Ultimamente, l’avevo intravista in qualche immagine più contemporanea, rispetto a quelle consolidate della sua gioventù. I capelli, da castani, si erano accorciati nel taglio e fatti bianchi e argentati ma il viso non aveva perso nulla della sua originaria dolcezza. I miti non invecchiano e la bellezza è per sempre. Lei era cantautrice e scrittrice. In italiano aveva cantato anche “Il ragazzo della via Gluck” e tra i suoi tanti brani non posso non citare anche “Le temps de l’amour”.
Aveva sposato Jacques Dutronc da cui si era poi separata mantenendo comunque con lui un rapporto di amicizia e vicinanza. Suo figlio, di nome Thomas Dutronc, quando è mancata, ne ha annunciato la scomparsa con la semplicità lapidaria di tre parole: “Maman est partie”, le poche parole che si possono strappare all’inevitabile silenzio a cui consegna il dolore della perdita.
Françoise era nata nel 1944 e se ne è andata nel 2024, l’11 giugno, a 80 anni e adesso questo numero mi sembra non implicare alcun significato perché i miti, come si sa, non solo non muoiono, ma neppure invecchiano.
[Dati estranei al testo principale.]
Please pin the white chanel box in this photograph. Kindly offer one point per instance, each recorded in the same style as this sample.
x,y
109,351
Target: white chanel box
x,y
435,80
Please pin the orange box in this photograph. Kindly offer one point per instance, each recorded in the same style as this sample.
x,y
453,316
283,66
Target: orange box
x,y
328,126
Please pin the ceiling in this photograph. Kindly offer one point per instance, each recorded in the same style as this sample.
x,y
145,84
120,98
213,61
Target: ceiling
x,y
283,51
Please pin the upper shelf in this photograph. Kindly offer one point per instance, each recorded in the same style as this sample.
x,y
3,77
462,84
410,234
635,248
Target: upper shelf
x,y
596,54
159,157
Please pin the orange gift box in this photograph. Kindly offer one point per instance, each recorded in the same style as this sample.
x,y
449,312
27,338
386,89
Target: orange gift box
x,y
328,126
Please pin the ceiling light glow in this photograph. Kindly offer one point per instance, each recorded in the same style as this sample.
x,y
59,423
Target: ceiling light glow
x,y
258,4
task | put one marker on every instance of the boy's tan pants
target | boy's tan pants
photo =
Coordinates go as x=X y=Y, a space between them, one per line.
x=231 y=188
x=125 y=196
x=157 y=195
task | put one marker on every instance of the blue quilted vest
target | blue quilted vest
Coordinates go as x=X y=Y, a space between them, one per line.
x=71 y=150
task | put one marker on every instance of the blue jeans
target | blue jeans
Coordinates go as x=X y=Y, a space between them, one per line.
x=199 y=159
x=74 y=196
Sulla spiaggia di Nice, a volte di notte, si stava coricati sui sassi bianchi, il costume da bagno ancora umido sulla pelle, i capelli incrostati di sale. Lo sguardo spinto all’insù, come rapito dall’adunata di stelle di cui si tentava, invano, di intercettare i confini. Sull’acqua si allungava la carezza luminosa della luna, una striscia di luce in cui tuffarsi per il bagno di mezzanotte.
Mi sono sempre piaciute le canzoni in lingua francese. Adoravo e adoro Françoise Hardy. Ho letto che, ultimamente, per la sua malattia, per lo sfinimento, voleva andarsene, scivolare via, senza agonie, verso quella che, per molti, è una nuova dimensione e per altri, forse, è solo l’assenza di ogni dimensione.
Comunque sia, il nostro mondo, parlo di quelli come me che si possono annoverare tra i suoi coetanei, anno più o anno meno, il nostro mondo, dicevo, si sta spogliando. I riferimenti della nostra gioventù, i personaggi che l’hanno resa raggiante, con il contributo delle loro musica, ci salutano. E noi siamo qui con un altro tipo di malinconia così diverso da quello giovanile, una malinconia che osserva il tramonto delle cose e degli uomini, una malinconia che, seppur struggente, dice grazie alle canzoni indimenticabili di Françoise Hardy, alla sua delicata persona, alla sua stella, senza tempo, e di scintillante bellezza.